Mereka melewati malam, menikmatinya dengan nasi bungkus warteg pondokan dari warung pinggiran sekitar kampus. Jika mereka telat makan malam, terpaksa menunggu jatah rutin songkolo begadang dari Pannara-Antang, yang amat laris itu.
Di bab berikutnya, penulis menambahkan ornamen kisahnya dengan menuliskan kembali kesaksian sejumlah pelaku sejarah yang terlibat langsung dalam aksi mahasiswa UNHAS 1998. Buat saya,kesaksian tersebut memberi nilai tambah tersendiri bagi buku ini tak sekedar menambah dramatisasi cerita tapi juga melengkapi "ruang kosong" dari kisah yang dituturkan langsung oleh penulis dengan perspektif yang berbeda.
Salah satu pengalaman seru dituturkan oleh Canny Watae, mantan Pengelola Radio Kampus EBS FM Fakultas Teknik UNHAS dan kontributor radio Mercurius Makassar:
"13 November 1998. Kami menduduki Bandara Hasanuddin, Mandai.
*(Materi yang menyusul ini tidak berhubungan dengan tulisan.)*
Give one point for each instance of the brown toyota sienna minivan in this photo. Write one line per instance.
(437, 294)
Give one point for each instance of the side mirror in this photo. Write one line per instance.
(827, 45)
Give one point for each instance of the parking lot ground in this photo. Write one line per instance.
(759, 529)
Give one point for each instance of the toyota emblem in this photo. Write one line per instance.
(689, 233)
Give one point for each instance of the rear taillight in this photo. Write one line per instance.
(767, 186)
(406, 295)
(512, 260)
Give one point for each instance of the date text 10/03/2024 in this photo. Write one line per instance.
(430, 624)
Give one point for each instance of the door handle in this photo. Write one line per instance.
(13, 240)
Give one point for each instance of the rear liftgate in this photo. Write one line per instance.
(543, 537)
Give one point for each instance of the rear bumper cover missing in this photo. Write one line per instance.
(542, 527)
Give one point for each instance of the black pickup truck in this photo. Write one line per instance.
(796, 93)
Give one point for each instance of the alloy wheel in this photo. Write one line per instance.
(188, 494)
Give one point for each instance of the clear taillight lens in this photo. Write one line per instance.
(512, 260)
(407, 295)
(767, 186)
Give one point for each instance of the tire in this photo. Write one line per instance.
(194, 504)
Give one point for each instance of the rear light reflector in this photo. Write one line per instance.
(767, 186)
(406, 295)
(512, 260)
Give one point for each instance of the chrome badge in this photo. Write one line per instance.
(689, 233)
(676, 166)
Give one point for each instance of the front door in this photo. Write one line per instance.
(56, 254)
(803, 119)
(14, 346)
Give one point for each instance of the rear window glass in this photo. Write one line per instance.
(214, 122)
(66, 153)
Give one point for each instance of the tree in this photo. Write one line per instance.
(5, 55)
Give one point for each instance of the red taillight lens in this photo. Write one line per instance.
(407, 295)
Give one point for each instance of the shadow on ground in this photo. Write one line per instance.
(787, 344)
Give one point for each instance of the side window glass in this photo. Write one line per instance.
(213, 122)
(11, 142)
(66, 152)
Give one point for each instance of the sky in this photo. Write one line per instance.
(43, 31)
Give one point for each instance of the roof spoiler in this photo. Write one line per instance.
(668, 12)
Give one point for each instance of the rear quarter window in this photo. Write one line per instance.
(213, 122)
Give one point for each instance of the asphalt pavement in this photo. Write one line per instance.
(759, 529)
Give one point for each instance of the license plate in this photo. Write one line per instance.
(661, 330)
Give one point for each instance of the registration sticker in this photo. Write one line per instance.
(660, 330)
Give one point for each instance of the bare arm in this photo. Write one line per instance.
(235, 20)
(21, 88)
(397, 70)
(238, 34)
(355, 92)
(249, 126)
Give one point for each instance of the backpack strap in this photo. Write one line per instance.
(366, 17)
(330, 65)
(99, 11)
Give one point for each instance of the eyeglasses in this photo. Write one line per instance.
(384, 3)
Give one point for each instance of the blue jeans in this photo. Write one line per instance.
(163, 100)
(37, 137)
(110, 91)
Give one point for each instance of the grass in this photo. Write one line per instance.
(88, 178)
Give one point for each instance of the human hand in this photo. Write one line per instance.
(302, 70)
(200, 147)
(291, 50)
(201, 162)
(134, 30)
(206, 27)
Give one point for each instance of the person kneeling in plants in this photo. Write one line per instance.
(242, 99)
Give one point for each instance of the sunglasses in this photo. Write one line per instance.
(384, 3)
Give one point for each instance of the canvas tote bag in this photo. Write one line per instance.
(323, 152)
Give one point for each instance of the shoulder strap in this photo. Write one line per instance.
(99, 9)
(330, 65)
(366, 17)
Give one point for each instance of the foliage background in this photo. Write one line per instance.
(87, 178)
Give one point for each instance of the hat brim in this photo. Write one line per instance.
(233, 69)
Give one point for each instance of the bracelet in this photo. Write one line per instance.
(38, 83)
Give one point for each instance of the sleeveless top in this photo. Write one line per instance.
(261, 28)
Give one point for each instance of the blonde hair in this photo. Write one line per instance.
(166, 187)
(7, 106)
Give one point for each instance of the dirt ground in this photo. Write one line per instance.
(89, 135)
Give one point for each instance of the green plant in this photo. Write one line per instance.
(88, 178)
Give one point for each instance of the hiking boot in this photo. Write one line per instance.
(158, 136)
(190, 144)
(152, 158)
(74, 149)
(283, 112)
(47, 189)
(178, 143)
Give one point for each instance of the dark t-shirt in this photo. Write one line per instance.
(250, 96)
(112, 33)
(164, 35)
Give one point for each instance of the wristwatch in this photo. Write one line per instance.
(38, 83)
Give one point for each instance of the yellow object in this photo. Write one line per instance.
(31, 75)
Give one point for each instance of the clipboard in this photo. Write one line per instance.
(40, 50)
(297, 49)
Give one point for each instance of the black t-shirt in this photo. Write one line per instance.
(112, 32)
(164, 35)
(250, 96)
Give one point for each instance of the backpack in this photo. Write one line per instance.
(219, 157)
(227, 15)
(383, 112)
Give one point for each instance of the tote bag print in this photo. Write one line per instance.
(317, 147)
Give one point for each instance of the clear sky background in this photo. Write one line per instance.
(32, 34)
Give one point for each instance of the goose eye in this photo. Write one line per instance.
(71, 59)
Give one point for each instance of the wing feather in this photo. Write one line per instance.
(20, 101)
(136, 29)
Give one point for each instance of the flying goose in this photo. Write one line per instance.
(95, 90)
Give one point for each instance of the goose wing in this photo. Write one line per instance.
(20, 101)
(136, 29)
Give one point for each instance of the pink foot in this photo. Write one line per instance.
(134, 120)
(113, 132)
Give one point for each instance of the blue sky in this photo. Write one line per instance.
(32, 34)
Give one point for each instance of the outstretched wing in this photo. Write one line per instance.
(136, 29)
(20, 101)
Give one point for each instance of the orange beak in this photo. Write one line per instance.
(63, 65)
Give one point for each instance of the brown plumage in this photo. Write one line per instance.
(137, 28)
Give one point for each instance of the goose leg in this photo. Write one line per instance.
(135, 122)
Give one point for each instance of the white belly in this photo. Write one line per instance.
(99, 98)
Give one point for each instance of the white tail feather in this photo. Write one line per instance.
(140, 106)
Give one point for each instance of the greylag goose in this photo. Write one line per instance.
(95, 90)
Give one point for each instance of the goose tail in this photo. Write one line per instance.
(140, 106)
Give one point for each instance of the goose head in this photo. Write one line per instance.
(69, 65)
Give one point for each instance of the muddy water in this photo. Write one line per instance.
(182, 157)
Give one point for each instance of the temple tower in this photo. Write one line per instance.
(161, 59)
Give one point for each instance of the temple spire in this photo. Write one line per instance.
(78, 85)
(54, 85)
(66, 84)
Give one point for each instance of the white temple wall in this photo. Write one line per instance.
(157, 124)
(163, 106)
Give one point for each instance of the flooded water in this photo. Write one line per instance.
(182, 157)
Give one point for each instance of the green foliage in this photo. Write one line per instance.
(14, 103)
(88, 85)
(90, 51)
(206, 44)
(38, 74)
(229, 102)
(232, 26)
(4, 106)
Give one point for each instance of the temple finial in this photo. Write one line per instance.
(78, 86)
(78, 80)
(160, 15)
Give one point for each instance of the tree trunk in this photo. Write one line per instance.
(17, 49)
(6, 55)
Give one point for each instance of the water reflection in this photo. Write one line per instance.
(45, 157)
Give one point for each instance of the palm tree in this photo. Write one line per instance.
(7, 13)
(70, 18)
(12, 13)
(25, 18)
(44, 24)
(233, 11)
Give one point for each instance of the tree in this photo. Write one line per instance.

Di tengah terik mentari siang, kami
 bertahan di apron tempat pesawat parkir. Saya celingukan. Mati akal.Â
Telepon umum koin ada di teras depan gedung keberangkatan. Saya berhitung. Sekali keluar dari konsentrasi massa di apron ini maka tidak mungkin lagi bisa bergabung mengingat kami dikitari Paskhas AU bersenjata laras panjang. Selama demo anti-Soeharto hingga Sidang Istimewa (SI) MPR RI, kami pengelola Radio Kampus EBS FM memakai strategi "telepon umum".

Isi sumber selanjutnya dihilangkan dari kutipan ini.